Call it a win for the underdog.
New Jersey has nixed a plan to demolish a public work of art by sculptor Athena Tacha at the Department of Environmental Protection.
“I was astounded” when the call came in Friday with news that the sculpture would remain at the DEP, Tacha said from her home in Washington, D.C. “I was of course very grateful and I still can’t believe it.”
In spring, the state etched out a plan to remove the large-scale sculpture because of its growing safety hazards: crumbling bricks and uneven floor pavers. It planned to replace the sculpture with a more eco-friendly rain garden -- with money allocated by the federal government for storm water projects.

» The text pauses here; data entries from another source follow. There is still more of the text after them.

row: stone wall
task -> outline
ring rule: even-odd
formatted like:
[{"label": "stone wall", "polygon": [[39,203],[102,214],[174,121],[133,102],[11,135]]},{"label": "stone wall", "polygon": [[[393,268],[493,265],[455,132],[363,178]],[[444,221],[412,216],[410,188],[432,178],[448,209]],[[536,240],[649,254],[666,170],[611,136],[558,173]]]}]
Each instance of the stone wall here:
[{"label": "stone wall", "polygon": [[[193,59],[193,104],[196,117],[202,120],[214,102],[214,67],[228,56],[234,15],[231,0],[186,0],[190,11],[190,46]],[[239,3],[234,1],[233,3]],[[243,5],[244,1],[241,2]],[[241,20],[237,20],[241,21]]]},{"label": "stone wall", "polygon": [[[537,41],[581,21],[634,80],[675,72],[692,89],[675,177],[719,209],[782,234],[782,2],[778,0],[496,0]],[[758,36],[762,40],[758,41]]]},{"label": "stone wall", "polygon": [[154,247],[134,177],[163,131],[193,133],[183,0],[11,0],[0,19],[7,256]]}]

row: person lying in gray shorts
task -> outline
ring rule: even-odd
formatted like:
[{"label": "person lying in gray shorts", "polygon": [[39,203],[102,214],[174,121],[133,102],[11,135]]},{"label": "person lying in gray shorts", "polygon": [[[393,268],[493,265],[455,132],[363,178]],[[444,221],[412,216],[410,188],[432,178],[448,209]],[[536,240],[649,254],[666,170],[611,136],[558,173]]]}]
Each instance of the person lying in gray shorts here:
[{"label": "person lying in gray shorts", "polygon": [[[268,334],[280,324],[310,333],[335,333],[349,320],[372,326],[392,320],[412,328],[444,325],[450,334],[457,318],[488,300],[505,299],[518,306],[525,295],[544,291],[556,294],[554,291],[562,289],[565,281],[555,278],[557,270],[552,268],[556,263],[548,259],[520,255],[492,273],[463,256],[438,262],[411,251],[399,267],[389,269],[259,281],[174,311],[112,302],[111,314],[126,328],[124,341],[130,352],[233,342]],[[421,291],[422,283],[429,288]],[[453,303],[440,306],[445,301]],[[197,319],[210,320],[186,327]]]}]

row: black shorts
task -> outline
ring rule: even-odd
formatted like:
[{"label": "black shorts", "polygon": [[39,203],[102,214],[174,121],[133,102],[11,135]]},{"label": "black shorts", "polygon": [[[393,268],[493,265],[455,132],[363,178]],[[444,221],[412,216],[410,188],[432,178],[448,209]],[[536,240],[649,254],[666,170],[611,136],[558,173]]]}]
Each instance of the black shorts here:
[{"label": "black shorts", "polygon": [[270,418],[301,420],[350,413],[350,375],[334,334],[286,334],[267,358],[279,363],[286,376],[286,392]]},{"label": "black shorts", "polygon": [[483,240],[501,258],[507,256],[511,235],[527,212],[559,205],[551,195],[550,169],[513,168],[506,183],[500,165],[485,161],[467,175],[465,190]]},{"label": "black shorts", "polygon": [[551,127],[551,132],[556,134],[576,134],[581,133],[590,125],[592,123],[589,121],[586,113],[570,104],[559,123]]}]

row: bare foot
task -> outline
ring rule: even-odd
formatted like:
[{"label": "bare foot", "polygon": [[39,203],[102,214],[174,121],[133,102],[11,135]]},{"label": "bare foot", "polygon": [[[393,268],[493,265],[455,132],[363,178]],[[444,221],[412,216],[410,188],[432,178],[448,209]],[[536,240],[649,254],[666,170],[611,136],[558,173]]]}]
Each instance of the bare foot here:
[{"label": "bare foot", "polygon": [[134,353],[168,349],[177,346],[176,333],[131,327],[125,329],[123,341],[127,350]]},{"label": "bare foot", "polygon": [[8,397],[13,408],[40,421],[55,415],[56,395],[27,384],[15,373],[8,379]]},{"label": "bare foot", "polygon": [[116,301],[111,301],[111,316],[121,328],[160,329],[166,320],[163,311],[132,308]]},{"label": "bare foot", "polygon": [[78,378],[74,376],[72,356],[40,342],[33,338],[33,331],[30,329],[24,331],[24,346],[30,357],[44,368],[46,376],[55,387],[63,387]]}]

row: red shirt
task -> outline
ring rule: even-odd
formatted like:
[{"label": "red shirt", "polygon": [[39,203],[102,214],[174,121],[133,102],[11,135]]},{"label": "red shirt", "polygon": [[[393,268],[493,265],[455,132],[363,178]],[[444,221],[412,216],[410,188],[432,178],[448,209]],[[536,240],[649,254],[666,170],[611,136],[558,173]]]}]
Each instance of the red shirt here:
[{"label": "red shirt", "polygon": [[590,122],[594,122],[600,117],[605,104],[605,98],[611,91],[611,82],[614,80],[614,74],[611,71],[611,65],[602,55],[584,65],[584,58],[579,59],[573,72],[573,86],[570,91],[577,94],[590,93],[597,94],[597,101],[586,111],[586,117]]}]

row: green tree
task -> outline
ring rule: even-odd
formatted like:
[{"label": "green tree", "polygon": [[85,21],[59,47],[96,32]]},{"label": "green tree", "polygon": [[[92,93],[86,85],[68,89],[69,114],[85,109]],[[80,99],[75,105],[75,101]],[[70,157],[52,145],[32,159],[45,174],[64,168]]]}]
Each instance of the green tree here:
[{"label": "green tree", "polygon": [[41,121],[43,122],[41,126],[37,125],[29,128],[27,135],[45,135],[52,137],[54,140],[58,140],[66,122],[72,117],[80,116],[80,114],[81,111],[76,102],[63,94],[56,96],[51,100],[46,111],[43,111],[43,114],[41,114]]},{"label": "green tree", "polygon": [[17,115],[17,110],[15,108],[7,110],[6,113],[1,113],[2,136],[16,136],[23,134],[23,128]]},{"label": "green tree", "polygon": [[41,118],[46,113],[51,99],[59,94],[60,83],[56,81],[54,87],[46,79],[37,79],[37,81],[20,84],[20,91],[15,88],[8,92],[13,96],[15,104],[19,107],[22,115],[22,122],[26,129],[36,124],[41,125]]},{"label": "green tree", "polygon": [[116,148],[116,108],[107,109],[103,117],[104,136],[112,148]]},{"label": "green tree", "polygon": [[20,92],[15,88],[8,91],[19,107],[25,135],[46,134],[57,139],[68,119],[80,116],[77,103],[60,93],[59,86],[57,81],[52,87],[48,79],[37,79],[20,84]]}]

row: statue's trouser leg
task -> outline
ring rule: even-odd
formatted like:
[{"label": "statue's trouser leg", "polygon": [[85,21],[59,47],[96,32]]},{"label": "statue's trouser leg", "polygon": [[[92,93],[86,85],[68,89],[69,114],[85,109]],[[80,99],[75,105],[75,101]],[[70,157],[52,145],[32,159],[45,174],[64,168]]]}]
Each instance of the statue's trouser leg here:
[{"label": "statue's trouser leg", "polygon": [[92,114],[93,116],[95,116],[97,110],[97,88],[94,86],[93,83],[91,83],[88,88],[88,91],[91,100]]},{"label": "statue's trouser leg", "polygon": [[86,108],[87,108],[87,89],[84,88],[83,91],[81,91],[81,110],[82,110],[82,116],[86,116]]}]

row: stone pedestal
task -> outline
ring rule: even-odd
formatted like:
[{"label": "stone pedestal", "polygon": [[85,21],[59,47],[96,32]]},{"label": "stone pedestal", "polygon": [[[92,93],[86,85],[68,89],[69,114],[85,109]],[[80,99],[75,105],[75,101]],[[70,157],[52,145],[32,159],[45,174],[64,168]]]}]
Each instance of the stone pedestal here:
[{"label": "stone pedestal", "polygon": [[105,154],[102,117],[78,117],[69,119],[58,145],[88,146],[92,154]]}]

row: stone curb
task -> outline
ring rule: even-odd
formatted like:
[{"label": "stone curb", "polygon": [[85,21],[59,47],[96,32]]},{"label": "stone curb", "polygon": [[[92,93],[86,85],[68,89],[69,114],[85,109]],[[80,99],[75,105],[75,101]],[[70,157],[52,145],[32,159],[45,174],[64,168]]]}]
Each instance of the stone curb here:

But that plan drew strong criticism from Tacha and national arts preservation groups in July, boosting the sculpture’s profile and sliding it under the national press spotlight. For that attention, Tacha credits the work of the ArtPride, Preservation New Jersey and CLF foundations, and the help of friends such as the waterfront planning expert Ann Breen.
A July blog post in the Huffington Post arguing for New Jersey to keep Tacha’s sculpture earned 100,000 re-tweets, said Charles Birnbaum, author of the post and president of the Cultural Landscape Foundation (CLF) in Washington, D.C.
The effort to save the Green Acres sculpture from demolition drew together a wide range of people for a common cause, Birnbaum said. “What made people get so involved,” he said, “is that it crosses all these boundaries between art design and the environment.” Public works of art often “fall prey to the wrecking ball,” he said, calling the preservation of the Green Acres sculpture “a happy occasion.”
The state’s about-face decision was reached jointly by the DEP, the treasury, and the governor’s office, said Larry Ragonese, a spokesman for the DEP.
“We’re aware of what some people have written and said about it,” Ragonese said of the former plan. The DEP took into consideration the criticism voiced by Tacha and the arts preservation groups like the CLF, he said.
The state’s first move will be to fix the unsafe areas of the sculpture, Ragonese said, but it has not yet drafted further plans for the work.
“We wanted something that looked good and was modern” to replace the current sculpture, Ragonese said. “But the sculpture is here right now and will remain.”
The sculpture is “site-specific,” meaning that Tacha designed it to fit in and respond with its surroundings at the DEP. Removing it, critics said, would destroy the sculpture and counteract its purpose.
The state commissioned the $417,000 construction of Tacha’s sculpture, completed in 1987. Tacha won a State Council on the Arts competition in 1985 for her design that honors New Jersey’s Green Acres land preservation program. The work is made of slate slabs surrounded by curving, tiered brick structures containing trees and shrubs. It is one of about 40 of Tacha’s public, large-scale sculptures in the United States.
Ann Marie Miller, the executive director of ArtPride New Jersey, called the state’s decision not to demolish the sculpture a “ good step in the right direction.” The work, she said, is an important piece of the state’s historical art.
When the phone rang with the news of the state’s turnaround on Friday, Tacha was in her studio working on another landscape sculpture. “Taking care of my past,” she said, “is not my only obligation. I still continue working very actively and very hard.”
But “it is wonderful,” she said of the preservation of the Green Acres sculpture, “because it is a real victory.”